Vice Sindaco, spero mantenga la sua promessa!

Aristide Galasso

Aristide Galasso

Il 10 luglio il vice sindaco Aristide Galasso avrebbe protocollato una lettera, nella quale avrebbe chiesto espressamente, al responsabile del settore finanziario, di non voler più ricevere i compensi, spettanti per la sua carica di vice Sindaco. Gesto che ha colpito molti cittadini, e a più di qualcuno ha fatto anche piacere, perché in tempi di crisi, e con l’attuale situazione delle casse comunali, è stato interpretato come un gesto doveroso. Alcuni mal pensanti hanno inteso questo gesto, come un modo di proteggersi da qualche iniziativa che lo vedrebbe essere dimesso dal suo ruolo, da parte della sua stessa maggioranza.

Il 30 luglio è stata emanata una determina, la n. 47, per impegnare le somme destinate all’indennità degli amministratori, per il periodo 1 agosto 30 settembre, nella quale si evince che il gettone spettante al vice Sindaco è di euro 2609.86. Chiedo dunque al vice Sindaco di rispettare la sua promessa, perché fonte di una nobile scelta.

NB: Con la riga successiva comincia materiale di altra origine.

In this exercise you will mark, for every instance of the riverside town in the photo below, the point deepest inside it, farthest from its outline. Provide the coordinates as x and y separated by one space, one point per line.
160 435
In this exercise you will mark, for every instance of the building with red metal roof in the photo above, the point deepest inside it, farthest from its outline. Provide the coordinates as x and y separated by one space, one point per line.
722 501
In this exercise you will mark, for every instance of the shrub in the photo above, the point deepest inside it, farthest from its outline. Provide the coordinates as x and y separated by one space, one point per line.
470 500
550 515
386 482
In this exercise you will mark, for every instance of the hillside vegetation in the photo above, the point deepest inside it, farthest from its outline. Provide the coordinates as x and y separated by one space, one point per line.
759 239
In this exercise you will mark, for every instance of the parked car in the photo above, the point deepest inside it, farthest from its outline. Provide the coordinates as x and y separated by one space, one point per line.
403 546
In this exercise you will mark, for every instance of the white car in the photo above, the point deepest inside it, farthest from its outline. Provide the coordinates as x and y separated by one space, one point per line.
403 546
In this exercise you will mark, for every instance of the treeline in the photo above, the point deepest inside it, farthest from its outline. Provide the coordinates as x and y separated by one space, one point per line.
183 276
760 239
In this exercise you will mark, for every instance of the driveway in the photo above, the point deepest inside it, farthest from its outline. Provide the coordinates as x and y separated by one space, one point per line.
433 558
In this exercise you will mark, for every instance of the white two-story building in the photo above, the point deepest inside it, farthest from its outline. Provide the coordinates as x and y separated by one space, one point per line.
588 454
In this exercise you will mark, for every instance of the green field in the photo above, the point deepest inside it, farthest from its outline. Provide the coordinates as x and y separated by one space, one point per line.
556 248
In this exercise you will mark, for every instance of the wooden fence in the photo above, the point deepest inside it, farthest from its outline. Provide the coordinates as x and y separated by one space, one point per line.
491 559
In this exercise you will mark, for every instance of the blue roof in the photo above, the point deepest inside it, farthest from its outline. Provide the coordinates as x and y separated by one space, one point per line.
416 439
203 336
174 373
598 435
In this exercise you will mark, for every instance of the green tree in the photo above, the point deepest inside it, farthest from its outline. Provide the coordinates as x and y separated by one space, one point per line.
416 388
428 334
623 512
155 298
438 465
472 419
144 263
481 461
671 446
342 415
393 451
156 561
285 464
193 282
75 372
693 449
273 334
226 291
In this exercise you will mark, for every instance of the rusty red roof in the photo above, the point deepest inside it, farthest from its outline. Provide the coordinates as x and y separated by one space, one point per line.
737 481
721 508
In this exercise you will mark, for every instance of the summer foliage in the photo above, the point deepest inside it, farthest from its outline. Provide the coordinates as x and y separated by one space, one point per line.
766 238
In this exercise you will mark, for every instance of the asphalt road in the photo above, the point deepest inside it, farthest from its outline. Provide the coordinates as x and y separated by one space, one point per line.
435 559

Colgo l’occasione per riproporvi la notizia “Un taglio allo stipendio degli assessori e dei consiglieri”, dove l’attuale esponente di maggioranza Zasa nell’agosto 2009 fece un’interessante proposta: “«Tagliamo lo stipendio agli assessori e il gettone di presenza ai consiglieri comunali di Minturno».

E’ la proposta, che non mancherà di sicuro di ingenerare polemiche, avanzata dal consigliere della minoranza Americo Zasa.” “Ma qual è la motivazione? «Sarebbe un modo – spiega Zasa – per risanare le casse del nostro Comune a costo zero. I nostri assessori, di cui non si sa a quanto ammonti il loro stipendio grazie alla “trasparenza” della nostra amministrazione, possiedono tutti un lavoro o un’attività, per cui potrebbero benissimo fare a meno dello stipendio mensile dovuto per la carica che ricoprono».

Ma Zasa estende la proposta anche ai consiglieri comunali: «Potremmo donare il nostro gettone di presenza». E nemmeno il sindaco sarebbe immune: «Potrebbe prendere lo stipendio minimo, dal momento che il nostro primo cittadino ha un proprio lavoro». «Sarebbe questo un modo – conclude il consigliere Americo Zasa – per verificare chi effettivamente vuole bene a questo paese, facendo politica non per soldi ma per passione».”